Mabes Polri telah menerima informasi bahwa penanganan kasus Aan telah sesuai prosedur yang berlaku. Hal itu tentunya juga terbukti dari penilaian jaksa penuntut umum yang menyatakan berkas lengkap.
"Polda metro tentunya yang akan pertanggungjawabkan hal itu. Tapi penyidikan itu sudah melalui proses telah sesuai dengan JPU yang nyatakan layak tidaknya dibawa ke pengadilan," ujarnya.
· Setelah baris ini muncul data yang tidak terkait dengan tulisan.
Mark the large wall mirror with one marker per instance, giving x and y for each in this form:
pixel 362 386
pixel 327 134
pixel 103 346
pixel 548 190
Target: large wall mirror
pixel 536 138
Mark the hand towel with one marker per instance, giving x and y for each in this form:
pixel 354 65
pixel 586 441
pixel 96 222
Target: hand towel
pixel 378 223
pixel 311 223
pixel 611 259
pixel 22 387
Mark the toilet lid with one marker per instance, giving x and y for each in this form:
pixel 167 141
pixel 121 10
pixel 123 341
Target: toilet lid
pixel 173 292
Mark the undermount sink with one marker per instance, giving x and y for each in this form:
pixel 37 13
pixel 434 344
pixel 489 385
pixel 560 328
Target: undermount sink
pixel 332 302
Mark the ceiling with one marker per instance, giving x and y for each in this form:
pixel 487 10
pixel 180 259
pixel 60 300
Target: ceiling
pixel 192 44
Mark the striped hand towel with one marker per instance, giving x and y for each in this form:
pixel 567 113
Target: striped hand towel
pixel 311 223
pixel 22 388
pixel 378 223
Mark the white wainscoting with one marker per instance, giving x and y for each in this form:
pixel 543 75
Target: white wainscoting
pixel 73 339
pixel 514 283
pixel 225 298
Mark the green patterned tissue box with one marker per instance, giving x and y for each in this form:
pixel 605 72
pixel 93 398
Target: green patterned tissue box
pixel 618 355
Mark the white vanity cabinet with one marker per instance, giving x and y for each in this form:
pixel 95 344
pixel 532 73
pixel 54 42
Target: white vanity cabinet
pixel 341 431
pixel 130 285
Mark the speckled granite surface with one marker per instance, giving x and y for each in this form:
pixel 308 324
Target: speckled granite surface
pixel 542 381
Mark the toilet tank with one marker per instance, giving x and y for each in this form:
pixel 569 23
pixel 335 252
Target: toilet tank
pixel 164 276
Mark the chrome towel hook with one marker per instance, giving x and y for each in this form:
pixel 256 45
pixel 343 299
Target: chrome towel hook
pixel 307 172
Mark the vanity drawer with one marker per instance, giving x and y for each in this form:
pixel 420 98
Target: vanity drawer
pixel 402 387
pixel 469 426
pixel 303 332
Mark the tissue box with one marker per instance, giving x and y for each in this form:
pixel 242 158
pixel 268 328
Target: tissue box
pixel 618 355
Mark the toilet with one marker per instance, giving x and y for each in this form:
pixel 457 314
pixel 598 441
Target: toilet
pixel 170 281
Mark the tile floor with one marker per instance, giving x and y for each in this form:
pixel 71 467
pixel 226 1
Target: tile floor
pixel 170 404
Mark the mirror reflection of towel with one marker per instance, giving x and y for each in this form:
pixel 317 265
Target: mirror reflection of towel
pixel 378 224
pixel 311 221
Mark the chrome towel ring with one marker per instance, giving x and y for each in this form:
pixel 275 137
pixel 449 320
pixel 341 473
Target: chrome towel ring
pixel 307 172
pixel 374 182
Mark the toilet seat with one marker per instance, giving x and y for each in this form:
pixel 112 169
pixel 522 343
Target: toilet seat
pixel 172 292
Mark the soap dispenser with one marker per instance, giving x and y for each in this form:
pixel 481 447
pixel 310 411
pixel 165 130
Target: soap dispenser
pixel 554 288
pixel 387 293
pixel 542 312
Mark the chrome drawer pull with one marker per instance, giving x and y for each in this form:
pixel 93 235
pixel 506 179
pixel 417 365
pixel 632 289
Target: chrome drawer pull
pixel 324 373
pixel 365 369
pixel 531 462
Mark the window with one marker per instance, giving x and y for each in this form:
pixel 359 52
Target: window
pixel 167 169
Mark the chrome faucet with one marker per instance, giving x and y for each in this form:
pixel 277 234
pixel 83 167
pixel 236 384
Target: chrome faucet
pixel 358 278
Seperti diberitakan sebelumnya, Pengadilan Negeri Selatan membebaskan Aan Susandhi dari dakwaan kepemilikan ekstasi. Hakim menilai ada cacat hukum dalam BAP pemeriksaan yang diduga hasil rekayasa.
Awalnya, Kadivpropam Polri Irjen Pol Oegroseno pernah menyatakan ada dugaan rekayasa dalam kasus narkoba Aan. Namun, belakangan Kadivpropam baru Irjen Pol Budi Gunawan malah mengubah sikap dan menyatakan tidak ada rekayasa.